I have heard this attributed to Gallager, but the word “genie” might even come up in the Wozencraft-Jacobs book from the mid-60s (not sure!). I suspect that it goes back even further.
A little further searching along those directions turned up some more hits. On page 366 of Viterbi and Omura’s 1978 text Principles of Digital Communication and Coding, while discussing the distribution of computation in convolutional codes they write “[W]e begin by considering a sequential decoder aided by a benevolent genie who oversees the decoder action on each incorrect subset.”

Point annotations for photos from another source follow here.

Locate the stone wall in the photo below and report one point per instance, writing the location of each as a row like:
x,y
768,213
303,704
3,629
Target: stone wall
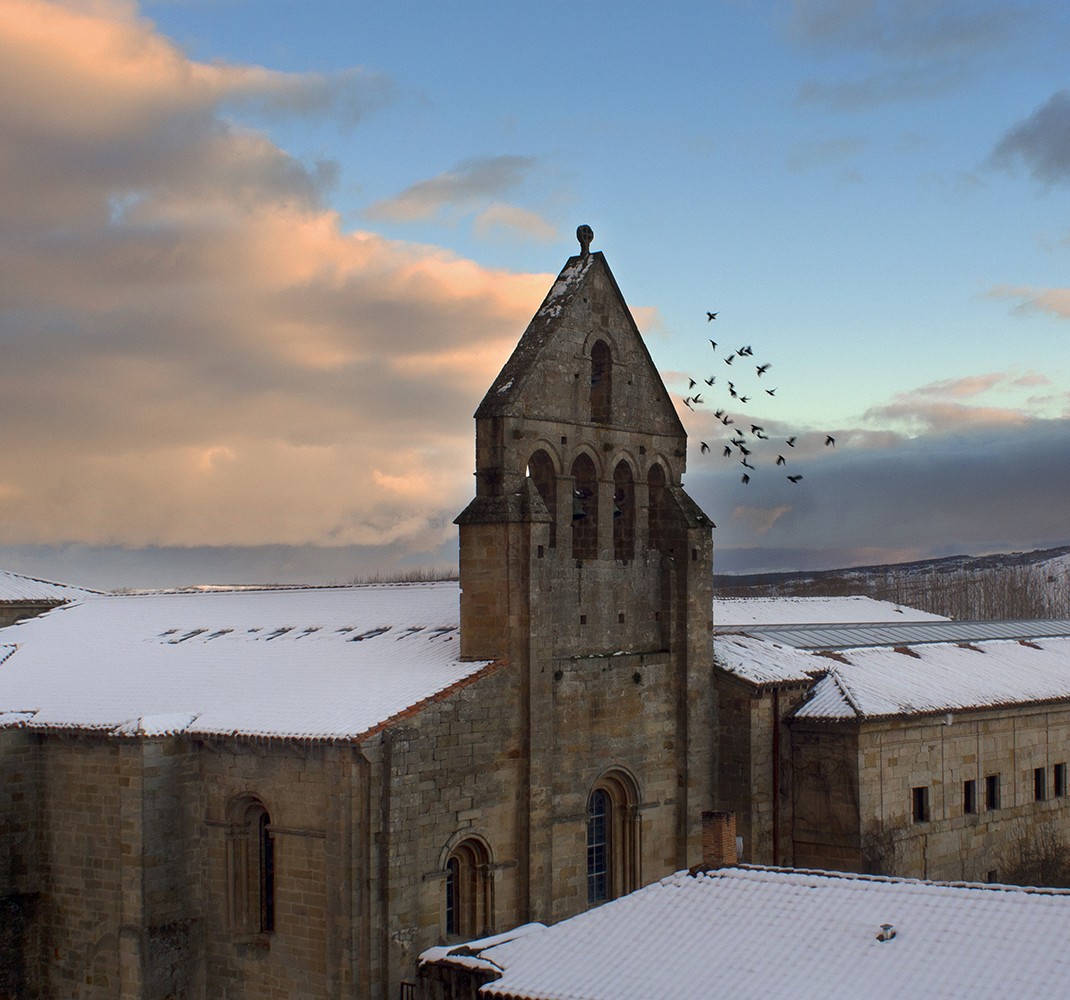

But indeed, as Gerhard indicates, there is a reference in Wozencraft and Jacobs (1965). From Rimoldi and Urbanke’s paper on rate splitting, they write “[C]onceptually, we follow the lead of Wozencraft and Jacobs [29, p. 419] and postulate a genie who always knows the codeword of user 2…” Following up on that reference, in reference to the decoding of convolutional codes, Wozencraft and Jacobs write “… assume initially that a magic genie directs the decoder to the correct starting node for determining each …”
In the bibliographic notes in Viterbi and Omura, they write
As was noted previously, the original sequential decoding algorithm was proposed and analyzed by Wozencraft . The Fano algorithm , with various minor modifications, has been analyzed by Yudkin , Wozencraft and Jacobs , Gallager , and Jelinek [1968a]. Two versions of stack algorithms and their performance analyses are due to Zigangirov  and Jelinek [1969a]. The precise form of the Pareto distribution on computation emerged from the works of Savage  for the upper bound, and of Jacobs and Berlekamp  for the lower bound.
So it seems that if the argument is due to Wozencraft, the source of the genie argument in this context is probably due to the Wozencraft and Jacobs book, but the credit for the analogy to genies is probably lost in time to us.